Sur la question de l’allocation pour l’aide de tiers, c’est la conversion de l’aide estimée (une heure par jour, et ce pour tous les jours de la semaine) en allocation financière qui est débattue.

L’article 35 des lois coordonnées du 3 juin 1970 se borne à renvoyer pour cette allocation complémentaire au revenu minimum mensuel moyen garanti pour les travailleurs à temps plein et il précise que le montant annuel ne peut dépasser celui-ci multiplié par 12.

Il y a par ailleurs renvoi aux critères de l’article 24 de la loi du 10 avril 1971 sur les accidents du travail.

La méthode de fixation de l’allocation est laissée au juge, eu égard à l’absence de précision dans les textes.

La cour souligne la rareté de la doctrine et de la jurisprudence en la matière et s’inspire du régime en accidents du travail, soulignant les précisions en ce sens figurant dans les travaux préparatoires de la loi-programme du 22 décembre 1989 (qui a modifié l’article 24 de la loi du 10 avril 1971).

Sur la finalité de l’aide, la cour retient qu’elle est forfaitaire mais qu’elle n’est pas dénuée de tout rapport avec la couverture du besoin réel. Elle est en tout cas indépendante du salaire de la victime.

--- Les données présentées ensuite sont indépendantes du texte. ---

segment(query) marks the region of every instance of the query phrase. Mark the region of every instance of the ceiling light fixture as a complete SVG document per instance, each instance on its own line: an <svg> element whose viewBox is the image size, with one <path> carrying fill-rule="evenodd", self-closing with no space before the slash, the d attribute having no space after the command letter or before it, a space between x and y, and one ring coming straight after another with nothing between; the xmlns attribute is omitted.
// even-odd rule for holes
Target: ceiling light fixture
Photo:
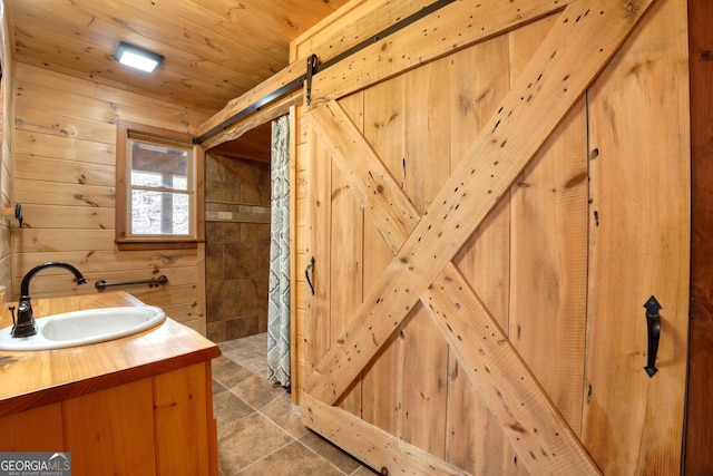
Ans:
<svg viewBox="0 0 713 476"><path fill-rule="evenodd" d="M164 57L152 51L147 51L134 45L119 42L114 51L114 59L130 68L140 69L145 72L154 72L164 61Z"/></svg>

Pour la méthode de fixation, l’on peut se référer au prix de revient de l’aide requise et comparer celui-ci avec la rémunération de base.

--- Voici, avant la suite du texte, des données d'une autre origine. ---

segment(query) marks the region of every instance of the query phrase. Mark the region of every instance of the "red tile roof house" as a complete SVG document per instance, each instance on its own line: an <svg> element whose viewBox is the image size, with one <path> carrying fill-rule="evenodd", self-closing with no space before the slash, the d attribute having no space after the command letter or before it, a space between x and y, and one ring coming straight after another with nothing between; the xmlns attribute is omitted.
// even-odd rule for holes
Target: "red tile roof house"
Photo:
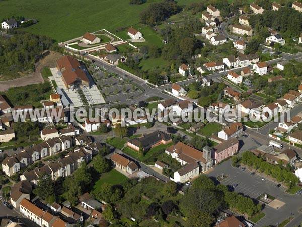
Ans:
<svg viewBox="0 0 302 227"><path fill-rule="evenodd" d="M138 169L138 166L135 162L130 161L124 156L115 153L110 158L115 167L128 173L132 174Z"/></svg>
<svg viewBox="0 0 302 227"><path fill-rule="evenodd" d="M44 129L40 132L41 138L43 140L59 137L59 131L55 128Z"/></svg>
<svg viewBox="0 0 302 227"><path fill-rule="evenodd" d="M228 140L232 138L238 138L243 132L243 126L240 122L235 122L218 133L218 137L224 140Z"/></svg>
<svg viewBox="0 0 302 227"><path fill-rule="evenodd" d="M82 41L88 44L94 44L101 42L101 39L93 34L86 32L82 37Z"/></svg>
<svg viewBox="0 0 302 227"><path fill-rule="evenodd" d="M212 158L214 159L215 164L237 153L239 149L239 142L236 138L226 140L215 146L212 151Z"/></svg>
<svg viewBox="0 0 302 227"><path fill-rule="evenodd" d="M166 148L166 153L184 166L174 172L174 181L184 183L198 176L200 171L205 172L213 167L212 148L206 146L202 150L199 151L181 142Z"/></svg>
<svg viewBox="0 0 302 227"><path fill-rule="evenodd" d="M112 44L110 43L107 44L106 46L105 46L105 51L107 53L113 53L114 52L116 52L116 48L112 45Z"/></svg>
<svg viewBox="0 0 302 227"><path fill-rule="evenodd" d="M129 28L127 34L129 35L132 39L135 40L140 39L142 37L142 34L132 27Z"/></svg>
<svg viewBox="0 0 302 227"><path fill-rule="evenodd" d="M168 144L172 142L173 137L167 133L157 130L144 136L129 140L127 145L137 151L142 147L144 151L161 144Z"/></svg>
<svg viewBox="0 0 302 227"><path fill-rule="evenodd" d="M185 96L187 91L181 86L177 84L173 84L171 88L172 94L176 96Z"/></svg>
<svg viewBox="0 0 302 227"><path fill-rule="evenodd" d="M81 68L81 65L77 59L65 56L57 61L57 69L61 74L66 88L74 88L89 87L89 79Z"/></svg>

Si diverses méthodes existent, celle à préférer en l’espèce est d’évaluer le temps pendant lequel cette aide est requise par rapport à la durée du travail pour un emploi à temps plein, le critère étant le poids économique de la nécessité d’assistance d’une tierce personne. Il s’agira dès lors d’une fraction du R.M.M.M.G. L’allocation étant supposée couvrir le salaire de celle-ci, le calcul doit se faire par rapport au coût et aux conditions de travail d’une aide qualifiée par la cour de « mercenaire ». Pour la cour, il faut procéder comme suit :

Une heure par jour x 7 jours par semaine x 52 semaines = 364 heures d’assistance nécessitées par an

Le revenu minimum mensuel moyen garanti à prendre en compte étant à l’époque de 1.440,67 €, il faut diviser le nombre d’heures requises par l’équivalent d’un temps plein annuel (qui est de 1.748 heures et non de 1.848, comme proposé par l’intimé). Le total est dès lors de 300 euros par mois (364 / 1.748 x 1.440,67). Se considérant lié par le principe dispositif et concluant qu’elle ne peut accorder plus que ce qui lui est demandé, elle retient le montant supérieur figurant dans la demande du travailleur.

Intérêt de la décision

Cet arrêt tranche deux points intéressants, dans la matière. Il revient en effet en premier lieu sur l’arrêt de la Cour de cassation du 11 septembre 2006. Dans celui-ci, la Cour suprême a censuré la position du FMP, qui soutenait que les facteurs socio-économiques étaient d’une certaine manière fonction de l’invalidité physiologique. Il en ressortait, pour le Fonds, que ceux-ci ne pouvaient pas dépasser cette invalidité. Dans son arrêt, la Cour de cassation a précisé que, si cette incapacité physiologique doit exister pour qu’il y ait indemnisation, le taux qu’elle représente n’est pas nécessairement l’élément déterminant pour évaluer le degré de l’incapacité permanente. L’on notera en l’espèce que les conclusions de l’expert sur l’incapacité physiologique n’étaient pas contestées, mais que ce qui a dû être tranché par la cour est l’importance des répercussions socio-économiques de l’incapacité constatée.

Très intéressant également est le mode de calcul de l’allocation pour aide de tiers. S’il n’est plus débattu, actuellement, qu’il faut renvoyer au revenu minimum mensuel moyen garanti (C.C.T. 43nonies), c’est la traduction du nombre d’heures requises en termes financiers qui n’est pas toujours claire. La cour a retenu ici un mode de calcul clair, étant le nombre d’heures nécessitées en base annuelle, à diviser par le total des heures de travail représentant sur cette même base la durée légale maximum autorisée, étant 1748 heures. Le résultat de cette fraction doit être multiplié par le montant mensuel du revenu minimum mensuel moyen garanti.